Siege and Storm (Grisha, book two)
By Leigh Bardugo
Published 2013 by Henry Holt and Co.
WARNING: There may be spoilers for book one ahead. To read my review of that title, go here.
Alina is living a completely different life than she had just a few short months ago. Hunted and on the run because of her tremendous powers, Alina wishes only to make a life with Mal. Things are not so simple, though, and it isn't long before the Darkling emerges once again, threatening Alina and everything she holds dear.
After being initially reluctant to read the first book, I devoured it and eagerly anticipated book two's release. I knew this would be one of the first ARCs to disappear from the publisher's booth at TLA so I was unsurprised but still disappointed when I didn't manage to snag one. And so I waited for the release date, knowing my name was at the top of the holds list.

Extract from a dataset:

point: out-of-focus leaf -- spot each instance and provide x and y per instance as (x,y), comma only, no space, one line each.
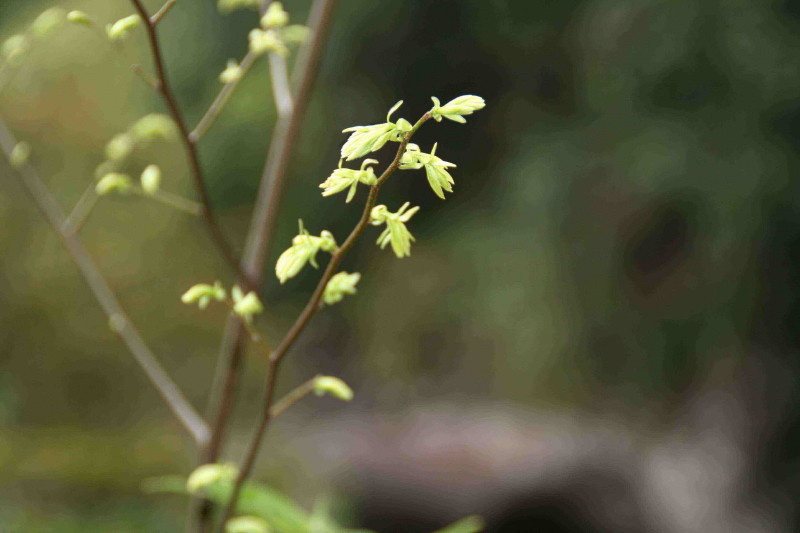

One of the things I loved most about the first book was the worldbuilding, and I think Bardugo has continued to do that extremely well in book two. Readers are given more knowledge about the world of Ravka and the magic that inhabits it throughout this story, while also following Alina and Mal and their struggles to escape from the Darkling and protect their country. In book one, I found Alina to be sometimes annoying, but I really loved the direction her character took in this story. I love that Bardugo has aligned her so closely with the Darkling, leaving readers to question whether or not they should really be rooting for her. I was disappointed in the melodrama surrounding Alina and Mal's relationship - there were a number of times where it seemed like a simple apology or explanation would have cleared the air between the two but they were both too stubborn or obtuse to realize it. It was a bit frustrating watching their relationship and its seemingly invented stumbling blocks.
There is a lot of action in this book, which I think keeps it moving along at a fairly quick pace, though I did find some of the bits without action scenes to drag a little. I loved the introduction of Sturmhond - what a fantastic character! I don't know how Bardugo does it - keeping me interested in all my old favorites and enticing me with new ones. Sturmhond provides a lot of the comedy in this book and I think it works really well here - I nearly always enjoy some humor mixed in with my dark adventures.
I also loved Bardugo's further exploration of religion in this book. I thought it was really well-done and thought-provoking, and provided even more issues for Alina to deal with. I think this is a brilliant series and I cannot wait for book three. I'm expecting it to be absolutely fantastic.